This paper focuses on an automated way to generate multiple history-matched reservoir models with the inclusion of both geological uncertainty and varying levels of trust in the production data, using wavelet methods. As opposed to previously developed automated history-matching algorithms, this methodology not only ensures geological consistency in the final models but also includes uncertainty in the production data.
A data distribution, such as a permeability field, can be (reversibly) transformed into wavelet space in which it is fully described by a set of wavelet coefficients. It was found that different subsets of the collection of wavelet coefficients can be constrained separately to (a) the production history and (b) the geological constraints. This means that the history match need be performed only once, after which multiple realizations can be generated by adjusting only the second subset of coefficients.

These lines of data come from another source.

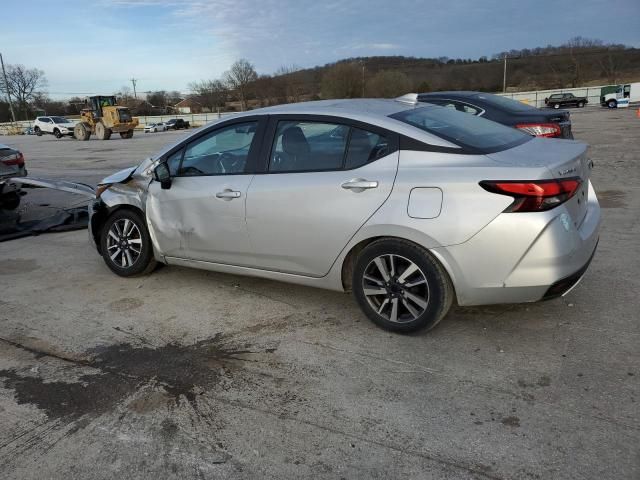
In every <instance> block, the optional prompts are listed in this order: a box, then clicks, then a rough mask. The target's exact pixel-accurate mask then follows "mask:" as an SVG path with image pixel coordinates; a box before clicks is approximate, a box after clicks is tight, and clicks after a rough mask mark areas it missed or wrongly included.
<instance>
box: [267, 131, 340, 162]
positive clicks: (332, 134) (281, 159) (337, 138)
mask: <svg viewBox="0 0 640 480" xmlns="http://www.w3.org/2000/svg"><path fill="white" fill-rule="evenodd" d="M348 131H349V127H346V126H344V125H336V124H331V123H321V122H305V121H302V122H300V121H281V122H278V128H277V130H276V136H275V139H274V141H273V146H272V149H271V159H270V162H269V171H270V172H310V171H317V170H336V169H339V168H342V161H343V159H344V152H345V148H346V145H347V134H348Z"/></svg>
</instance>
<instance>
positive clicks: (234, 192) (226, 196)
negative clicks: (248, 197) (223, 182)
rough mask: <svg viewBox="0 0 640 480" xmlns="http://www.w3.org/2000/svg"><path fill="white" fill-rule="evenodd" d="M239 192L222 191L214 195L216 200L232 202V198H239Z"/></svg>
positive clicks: (235, 191) (228, 190)
mask: <svg viewBox="0 0 640 480" xmlns="http://www.w3.org/2000/svg"><path fill="white" fill-rule="evenodd" d="M240 195H241V194H240V192H237V191H235V190H229V189H227V190H223V191H222V192H218V193H216V198H222V199H224V200H232V199H234V198H240Z"/></svg>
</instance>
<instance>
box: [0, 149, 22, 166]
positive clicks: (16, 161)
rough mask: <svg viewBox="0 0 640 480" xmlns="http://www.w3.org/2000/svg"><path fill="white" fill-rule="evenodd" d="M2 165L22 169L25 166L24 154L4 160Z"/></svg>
mask: <svg viewBox="0 0 640 480" xmlns="http://www.w3.org/2000/svg"><path fill="white" fill-rule="evenodd" d="M2 163H4V164H5V165H17V166H19V167H21V166H23V165H24V155H22V152H18V153H14V154H13V155H9V156H8V157H5V158H3V159H2Z"/></svg>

The ability to include both geological and production-data uncertainty into the reservoir model automatically is of great consequence to reservoir modeling and, hence, to reservoir management, risk analysis, and making key economic decisions. A more complete and realistic reservoir model will lead to better reservoir production and development decisions.
Reservoir modeling is an important step in forecasting the performance of a reservoir, forming the basis for reservoir management, risk analysis, and making key economic decisions. A history match, however, is not a sufficient condition for a reservoir to make better predictions for future production. The model should at least conform to all the available data and the geologist's prior conception of the reservoir. Thus, the purpose of reservoir modeling is to use all available sources of information to develop such a reservoir model. This model then can be used to forecast future performance and optimize reservoir-management decisions.

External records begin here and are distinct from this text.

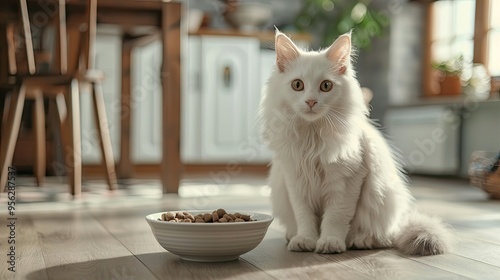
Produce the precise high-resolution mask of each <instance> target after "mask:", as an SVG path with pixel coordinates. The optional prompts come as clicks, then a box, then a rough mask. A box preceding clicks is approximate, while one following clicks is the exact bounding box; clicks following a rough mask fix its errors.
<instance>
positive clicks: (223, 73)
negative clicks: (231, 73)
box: [223, 66, 231, 87]
mask: <svg viewBox="0 0 500 280" xmlns="http://www.w3.org/2000/svg"><path fill="white" fill-rule="evenodd" d="M223 77H224V85H225V86H226V87H229V86H230V85H231V68H230V67H229V66H226V67H224V73H223Z"/></svg>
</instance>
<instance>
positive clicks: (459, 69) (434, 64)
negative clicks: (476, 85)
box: [432, 56, 464, 96]
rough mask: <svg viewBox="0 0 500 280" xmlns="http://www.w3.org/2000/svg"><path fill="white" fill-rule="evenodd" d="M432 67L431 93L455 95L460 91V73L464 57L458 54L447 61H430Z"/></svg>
mask: <svg viewBox="0 0 500 280" xmlns="http://www.w3.org/2000/svg"><path fill="white" fill-rule="evenodd" d="M432 68H433V69H434V72H433V76H434V85H433V93H434V94H436V95H446V96H457V95H460V94H461V93H462V81H461V74H462V71H463V69H464V58H463V56H458V57H457V58H453V59H450V60H447V61H441V62H434V63H432Z"/></svg>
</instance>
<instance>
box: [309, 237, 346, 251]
mask: <svg viewBox="0 0 500 280" xmlns="http://www.w3.org/2000/svg"><path fill="white" fill-rule="evenodd" d="M345 251H346V246H345V240H342V239H340V238H338V237H336V236H327V237H321V238H320V239H318V241H317V242H316V251H315V252H316V253H322V254H330V253H342V252H345Z"/></svg>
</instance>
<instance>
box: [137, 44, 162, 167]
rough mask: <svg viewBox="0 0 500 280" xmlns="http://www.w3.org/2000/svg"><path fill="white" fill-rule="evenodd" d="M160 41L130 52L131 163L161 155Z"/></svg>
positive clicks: (160, 85) (160, 155) (161, 132)
mask: <svg viewBox="0 0 500 280" xmlns="http://www.w3.org/2000/svg"><path fill="white" fill-rule="evenodd" d="M159 57H161V42H159V41H155V42H153V43H151V44H148V45H146V46H143V47H139V48H136V49H134V50H133V52H132V63H133V65H134V67H133V68H132V73H131V74H132V90H131V98H132V103H131V104H132V108H131V114H132V115H131V118H132V123H131V128H130V130H131V140H132V153H131V159H132V162H134V163H159V162H160V161H161V156H162V153H161V151H162V146H161V143H162V142H161V141H162V127H161V115H162V114H161V105H162V95H161V94H162V90H161V80H160V75H159V73H160V66H161V65H160V64H161V59H159Z"/></svg>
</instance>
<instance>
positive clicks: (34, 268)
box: [0, 215, 48, 280]
mask: <svg viewBox="0 0 500 280" xmlns="http://www.w3.org/2000/svg"><path fill="white" fill-rule="evenodd" d="M16 218H17V219H16V220H11V221H12V222H15V229H14V230H15V231H14V233H13V234H12V236H14V237H15V239H14V240H15V241H14V242H15V243H13V242H11V243H9V236H11V233H10V227H8V226H7V225H9V223H10V221H9V220H7V216H4V215H2V216H0V221H2V225H1V226H0V244H1V245H0V249H1V250H0V252H1V258H0V259H1V260H2V261H1V262H0V279H25V278H27V277H28V276H30V277H31V276H33V277H34V278H36V279H40V280H45V279H48V275H47V272H46V271H45V260H44V259H43V255H42V251H41V248H40V245H39V243H38V236H37V234H36V232H35V230H34V228H33V221H32V220H31V218H30V217H29V216H28V215H17V217H16ZM3 223H5V224H3ZM10 246H15V248H14V250H13V252H14V253H15V268H14V269H15V272H13V271H12V270H14V269H13V268H12V266H11V265H14V263H8V261H10V256H7V254H12V253H11V250H10ZM9 267H11V269H12V270H9Z"/></svg>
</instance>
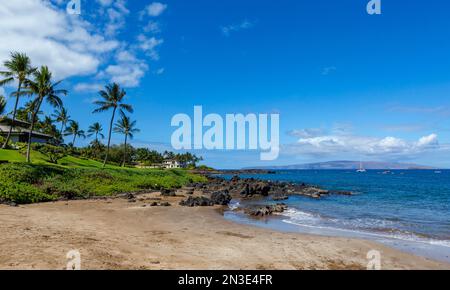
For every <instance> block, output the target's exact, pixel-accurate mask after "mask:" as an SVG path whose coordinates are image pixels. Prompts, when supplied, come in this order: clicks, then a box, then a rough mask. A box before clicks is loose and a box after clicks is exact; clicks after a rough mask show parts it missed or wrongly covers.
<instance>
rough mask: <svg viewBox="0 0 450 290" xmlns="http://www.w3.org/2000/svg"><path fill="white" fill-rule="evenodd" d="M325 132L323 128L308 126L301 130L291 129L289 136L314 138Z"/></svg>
mask: <svg viewBox="0 0 450 290" xmlns="http://www.w3.org/2000/svg"><path fill="white" fill-rule="evenodd" d="M322 134H323V129H320V128H306V129H299V130H291V131H289V132H288V135H289V136H292V137H298V138H312V137H317V136H320V135H322Z"/></svg>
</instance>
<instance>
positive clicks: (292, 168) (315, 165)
mask: <svg viewBox="0 0 450 290" xmlns="http://www.w3.org/2000/svg"><path fill="white" fill-rule="evenodd" d="M361 163H362V167H363V168H364V169H368V170H414V169H428V170H433V169H439V168H437V167H433V166H426V165H419V164H415V163H403V162H383V161H362V162H360V161H349V160H337V161H326V162H316V163H304V164H293V165H284V166H283V165H282V166H257V167H247V168H243V169H266V170H270V169H273V170H277V169H287V170H288V169H300V170H302V169H303V170H308V169H309V170H332V169H347V170H357V169H359V167H360V164H361Z"/></svg>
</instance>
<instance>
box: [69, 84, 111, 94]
mask: <svg viewBox="0 0 450 290" xmlns="http://www.w3.org/2000/svg"><path fill="white" fill-rule="evenodd" d="M104 86H105V85H104V84H100V83H93V84H91V83H79V84H76V85H75V87H74V89H75V91H77V92H98V91H100V90H101V89H102V88H103V87H104Z"/></svg>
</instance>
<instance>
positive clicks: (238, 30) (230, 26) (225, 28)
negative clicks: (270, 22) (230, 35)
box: [220, 20, 255, 36]
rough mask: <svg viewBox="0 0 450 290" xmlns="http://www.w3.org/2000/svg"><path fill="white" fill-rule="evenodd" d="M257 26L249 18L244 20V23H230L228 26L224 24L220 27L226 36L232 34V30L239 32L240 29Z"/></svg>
mask: <svg viewBox="0 0 450 290" xmlns="http://www.w3.org/2000/svg"><path fill="white" fill-rule="evenodd" d="M254 26H255V23H254V22H250V21H248V20H244V21H243V22H242V23H240V24H233V25H228V26H222V27H221V28H220V30H221V31H222V33H223V34H224V35H225V36H230V34H231V33H232V32H237V31H240V30H244V29H249V28H252V27H254Z"/></svg>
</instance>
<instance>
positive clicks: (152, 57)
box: [138, 34, 164, 60]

It is essential to integrate all the different sources of data to provide the most complete reservoir model or models (Landa and Horne 1997; Landa 1997; Wang 2001). Our model certainty is always limited by the data available to us. As such, it is never possible to infer or develop a reservoir model with full certainty. However, the optimal use of all consistent data available will yield reservoir models that are less and less uncertain. Herein lies the significance of methodologies that can realistically and efficiently integrate different sources of reservoir information.

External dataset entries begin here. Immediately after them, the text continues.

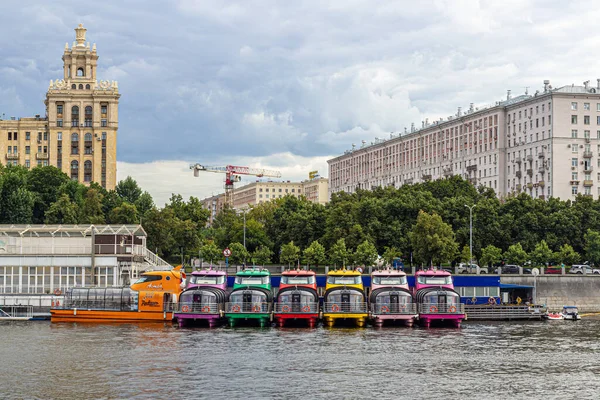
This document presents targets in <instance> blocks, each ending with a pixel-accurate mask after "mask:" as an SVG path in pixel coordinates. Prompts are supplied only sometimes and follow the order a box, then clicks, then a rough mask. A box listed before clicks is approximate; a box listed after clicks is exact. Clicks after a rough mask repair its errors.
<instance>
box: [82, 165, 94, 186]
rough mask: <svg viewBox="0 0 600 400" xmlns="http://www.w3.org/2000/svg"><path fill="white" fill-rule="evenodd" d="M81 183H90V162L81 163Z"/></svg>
mask: <svg viewBox="0 0 600 400" xmlns="http://www.w3.org/2000/svg"><path fill="white" fill-rule="evenodd" d="M83 181H84V182H91V181H92V162H91V161H90V160H87V161H86V162H84V163H83Z"/></svg>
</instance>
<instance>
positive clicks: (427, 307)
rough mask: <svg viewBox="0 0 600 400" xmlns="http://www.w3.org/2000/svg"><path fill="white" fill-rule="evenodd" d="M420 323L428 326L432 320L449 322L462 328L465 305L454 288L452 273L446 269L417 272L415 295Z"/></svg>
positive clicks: (455, 326) (456, 325)
mask: <svg viewBox="0 0 600 400" xmlns="http://www.w3.org/2000/svg"><path fill="white" fill-rule="evenodd" d="M414 298H415V300H416V302H417V307H418V309H417V311H418V313H419V323H420V324H421V325H422V326H424V327H426V328H428V327H429V326H431V323H432V322H440V323H448V324H451V325H453V326H454V327H457V328H460V323H461V322H462V320H463V319H465V311H464V305H463V304H461V302H460V295H459V294H458V293H457V292H456V291H455V290H454V284H453V283H452V275H451V274H450V273H449V272H446V271H444V270H435V269H429V270H425V271H417V272H416V273H415V296H414Z"/></svg>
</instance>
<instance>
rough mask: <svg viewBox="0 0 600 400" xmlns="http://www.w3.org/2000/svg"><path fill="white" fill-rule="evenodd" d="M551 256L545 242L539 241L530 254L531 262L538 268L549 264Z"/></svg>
mask: <svg viewBox="0 0 600 400" xmlns="http://www.w3.org/2000/svg"><path fill="white" fill-rule="evenodd" d="M552 256H553V254H552V250H550V247H548V244H547V243H546V241H545V240H542V241H540V242H539V243H538V244H537V245H536V246H535V249H533V251H532V252H531V254H530V257H531V261H532V262H533V263H534V264H535V265H539V266H544V265H546V263H548V262H550V260H551V259H552Z"/></svg>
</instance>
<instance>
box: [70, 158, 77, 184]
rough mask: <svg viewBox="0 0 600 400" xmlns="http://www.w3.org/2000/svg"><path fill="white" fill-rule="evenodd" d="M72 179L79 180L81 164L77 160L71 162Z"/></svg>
mask: <svg viewBox="0 0 600 400" xmlns="http://www.w3.org/2000/svg"><path fill="white" fill-rule="evenodd" d="M71 179H73V180H75V181H76V180H78V179H79V162H78V161H77V160H73V161H71Z"/></svg>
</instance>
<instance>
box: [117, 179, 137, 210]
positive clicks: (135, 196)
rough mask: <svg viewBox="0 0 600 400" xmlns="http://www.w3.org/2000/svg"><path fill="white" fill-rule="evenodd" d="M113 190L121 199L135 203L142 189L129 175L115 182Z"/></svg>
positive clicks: (132, 203)
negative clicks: (118, 180)
mask: <svg viewBox="0 0 600 400" xmlns="http://www.w3.org/2000/svg"><path fill="white" fill-rule="evenodd" d="M115 191H116V192H117V194H118V195H119V197H120V198H121V199H122V200H123V201H126V202H128V203H131V204H135V202H136V201H137V200H138V199H139V198H140V196H141V195H142V189H141V188H140V187H139V186H138V184H137V182H136V181H135V180H134V179H133V178H132V177H130V176H128V177H127V178H125V179H124V180H122V181H120V182H119V183H117V187H116V188H115Z"/></svg>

Reservoir data are, generally speaking, divided into two categories: production data (e.g., pressure and water-cut histories from wells) and all other sources of data (e.g., core samples, seismic, and well logs). This second category of data depends on reservoir properties like porosity and permeability in a relatively direct way. Core samples can be used to provide porosity and permeability measurements at specific locations (well locations); semivariograms (Deutsch and Journel 1998; Isaaks and Srivastava 1989) obtained from outcrops, for example, act as spatial statistics information, and seismic surveys may provide 3D impedance distributions that can be inverted and used as "soft-conditioning data" at the corresponding locations. These different sources of data can be combined together with different approaches (e.g., Bayesian probability techniques) to give a single set of probabilities.